Proteins are organized in networks. It’s a set of nodes and edges. Edges describe a relationship between the nodes. In any modell, you have always to define what these edges stand for (does it regulate? Or binds?).
What properties does a network have?
- Path length (Thes shortest path between two nodes)
- Network Diameter (the longest shortest path)
- Degree ki (The number of edges involving node i)
- Degree distribution P(k) (The probability (frequency) of nodes of degree k)
- Clustering Coefficient
Degree in a undirected network and directed network
see picture
Degree distribution in different networks
see picture
What's a scale free network
A scale free network is when you have some nodes that are very highly connected, and many which are only connected to some//the majority often have one edge, only a small fraction have a hundred edges -> power law degree distribution
(the highly connected ones are called hubs) like airports
The big advantage of them is that they are resistant to component failure. And the topology is important for robustness.

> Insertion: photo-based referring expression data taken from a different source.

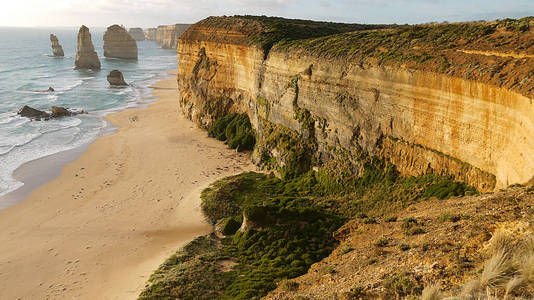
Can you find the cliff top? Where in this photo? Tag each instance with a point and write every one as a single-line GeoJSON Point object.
{"type": "Point", "coordinates": [499, 53]}
{"type": "Point", "coordinates": [267, 31]}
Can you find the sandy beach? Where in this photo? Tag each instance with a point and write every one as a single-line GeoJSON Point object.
{"type": "Point", "coordinates": [118, 211]}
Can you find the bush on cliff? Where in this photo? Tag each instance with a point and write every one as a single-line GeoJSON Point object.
{"type": "Point", "coordinates": [236, 130]}
{"type": "Point", "coordinates": [295, 223]}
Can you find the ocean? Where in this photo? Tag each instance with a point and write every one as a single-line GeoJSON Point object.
{"type": "Point", "coordinates": [28, 69]}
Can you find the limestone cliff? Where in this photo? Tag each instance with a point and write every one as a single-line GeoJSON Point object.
{"type": "Point", "coordinates": [137, 34]}
{"type": "Point", "coordinates": [119, 44]}
{"type": "Point", "coordinates": [451, 99]}
{"type": "Point", "coordinates": [57, 50]}
{"type": "Point", "coordinates": [150, 34]}
{"type": "Point", "coordinates": [86, 57]}
{"type": "Point", "coordinates": [167, 35]}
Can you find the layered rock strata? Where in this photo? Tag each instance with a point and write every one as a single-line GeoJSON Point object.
{"type": "Point", "coordinates": [86, 57]}
{"type": "Point", "coordinates": [151, 34]}
{"type": "Point", "coordinates": [137, 34]}
{"type": "Point", "coordinates": [167, 35]}
{"type": "Point", "coordinates": [119, 44]}
{"type": "Point", "coordinates": [57, 50]}
{"type": "Point", "coordinates": [442, 111]}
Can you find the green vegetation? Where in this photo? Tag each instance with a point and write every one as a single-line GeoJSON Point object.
{"type": "Point", "coordinates": [236, 130]}
{"type": "Point", "coordinates": [290, 226]}
{"type": "Point", "coordinates": [398, 42]}
{"type": "Point", "coordinates": [281, 29]}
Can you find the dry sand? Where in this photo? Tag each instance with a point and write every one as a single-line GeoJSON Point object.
{"type": "Point", "coordinates": [117, 212]}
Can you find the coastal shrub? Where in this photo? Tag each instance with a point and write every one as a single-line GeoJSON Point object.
{"type": "Point", "coordinates": [293, 221]}
{"type": "Point", "coordinates": [446, 188]}
{"type": "Point", "coordinates": [231, 225]}
{"type": "Point", "coordinates": [401, 285]}
{"type": "Point", "coordinates": [236, 130]}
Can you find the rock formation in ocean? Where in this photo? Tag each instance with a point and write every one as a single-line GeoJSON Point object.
{"type": "Point", "coordinates": [32, 113]}
{"type": "Point", "coordinates": [151, 34]}
{"type": "Point", "coordinates": [86, 57]}
{"type": "Point", "coordinates": [431, 107]}
{"type": "Point", "coordinates": [115, 78]}
{"type": "Point", "coordinates": [57, 50]}
{"type": "Point", "coordinates": [137, 34]}
{"type": "Point", "coordinates": [38, 115]}
{"type": "Point", "coordinates": [58, 111]}
{"type": "Point", "coordinates": [119, 44]}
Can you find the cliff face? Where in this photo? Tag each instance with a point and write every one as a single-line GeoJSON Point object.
{"type": "Point", "coordinates": [469, 118]}
{"type": "Point", "coordinates": [150, 34]}
{"type": "Point", "coordinates": [57, 50]}
{"type": "Point", "coordinates": [137, 34]}
{"type": "Point", "coordinates": [86, 57]}
{"type": "Point", "coordinates": [167, 35]}
{"type": "Point", "coordinates": [119, 44]}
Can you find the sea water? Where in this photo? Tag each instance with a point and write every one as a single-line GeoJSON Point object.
{"type": "Point", "coordinates": [28, 69]}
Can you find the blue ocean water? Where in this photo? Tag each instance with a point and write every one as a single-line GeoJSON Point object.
{"type": "Point", "coordinates": [27, 69]}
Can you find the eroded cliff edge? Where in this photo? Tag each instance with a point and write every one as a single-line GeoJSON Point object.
{"type": "Point", "coordinates": [451, 99]}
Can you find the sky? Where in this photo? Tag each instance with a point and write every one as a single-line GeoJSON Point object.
{"type": "Point", "coordinates": [150, 13]}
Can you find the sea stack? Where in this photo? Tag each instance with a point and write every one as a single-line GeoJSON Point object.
{"type": "Point", "coordinates": [151, 34]}
{"type": "Point", "coordinates": [119, 44]}
{"type": "Point", "coordinates": [57, 50]}
{"type": "Point", "coordinates": [86, 57]}
{"type": "Point", "coordinates": [115, 78]}
{"type": "Point", "coordinates": [137, 34]}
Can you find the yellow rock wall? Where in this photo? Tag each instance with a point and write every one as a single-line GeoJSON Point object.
{"type": "Point", "coordinates": [421, 121]}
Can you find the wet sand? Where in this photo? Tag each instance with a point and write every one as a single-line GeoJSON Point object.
{"type": "Point", "coordinates": [118, 211]}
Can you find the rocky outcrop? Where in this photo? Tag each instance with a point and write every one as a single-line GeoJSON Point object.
{"type": "Point", "coordinates": [58, 111]}
{"type": "Point", "coordinates": [119, 44]}
{"type": "Point", "coordinates": [86, 57]}
{"type": "Point", "coordinates": [35, 114]}
{"type": "Point", "coordinates": [151, 34]}
{"type": "Point", "coordinates": [32, 113]}
{"type": "Point", "coordinates": [137, 34]}
{"type": "Point", "coordinates": [57, 50]}
{"type": "Point", "coordinates": [115, 78]}
{"type": "Point", "coordinates": [423, 108]}
{"type": "Point", "coordinates": [167, 35]}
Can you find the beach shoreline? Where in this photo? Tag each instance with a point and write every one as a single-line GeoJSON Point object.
{"type": "Point", "coordinates": [118, 211]}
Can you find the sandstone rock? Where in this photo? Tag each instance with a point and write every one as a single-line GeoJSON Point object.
{"type": "Point", "coordinates": [151, 34]}
{"type": "Point", "coordinates": [421, 121]}
{"type": "Point", "coordinates": [57, 50]}
{"type": "Point", "coordinates": [86, 57]}
{"type": "Point", "coordinates": [58, 111]}
{"type": "Point", "coordinates": [32, 113]}
{"type": "Point", "coordinates": [119, 44]}
{"type": "Point", "coordinates": [115, 78]}
{"type": "Point", "coordinates": [137, 34]}
{"type": "Point", "coordinates": [167, 35]}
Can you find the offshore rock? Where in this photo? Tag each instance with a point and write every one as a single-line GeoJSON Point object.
{"type": "Point", "coordinates": [58, 111]}
{"type": "Point", "coordinates": [115, 78]}
{"type": "Point", "coordinates": [137, 34]}
{"type": "Point", "coordinates": [57, 50]}
{"type": "Point", "coordinates": [151, 34]}
{"type": "Point", "coordinates": [86, 57]}
{"type": "Point", "coordinates": [32, 113]}
{"type": "Point", "coordinates": [119, 44]}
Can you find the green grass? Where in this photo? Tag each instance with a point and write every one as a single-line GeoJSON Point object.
{"type": "Point", "coordinates": [291, 225]}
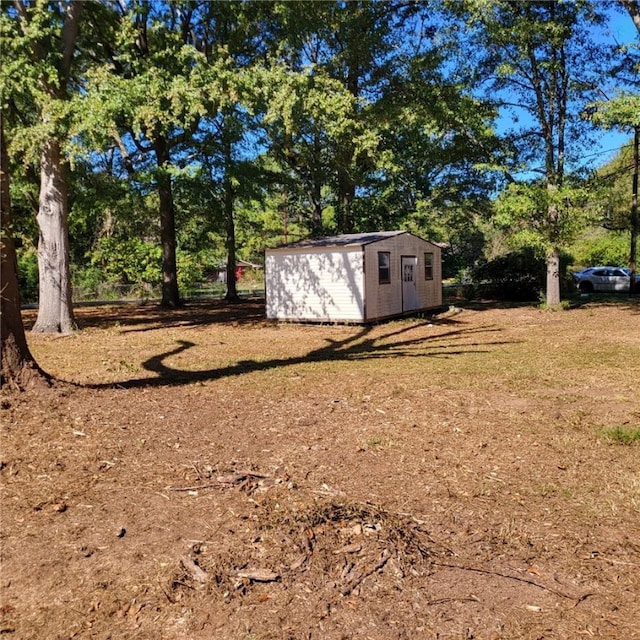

And the big disadvantage is of course its attack vulnerability. If the hubs has a problem, the whole network could collapse.
The hubs doesn't tend to interact directly with each other, and they also tend to be "older" proteins. Hubs also seem to be more conserved than average between species. (because there is a lot of selective pressure!)
What indicates the cluster coefficient?
The density of the network
Why is measuring a proteome quite challanging?
This has to do with the complex structure and the big variety of proteins. (humans: 20`000) and also the huge abundance range. For example the ones that are present in one cell in 10^6copies, we find them easily. But what if there are only <50 copies present?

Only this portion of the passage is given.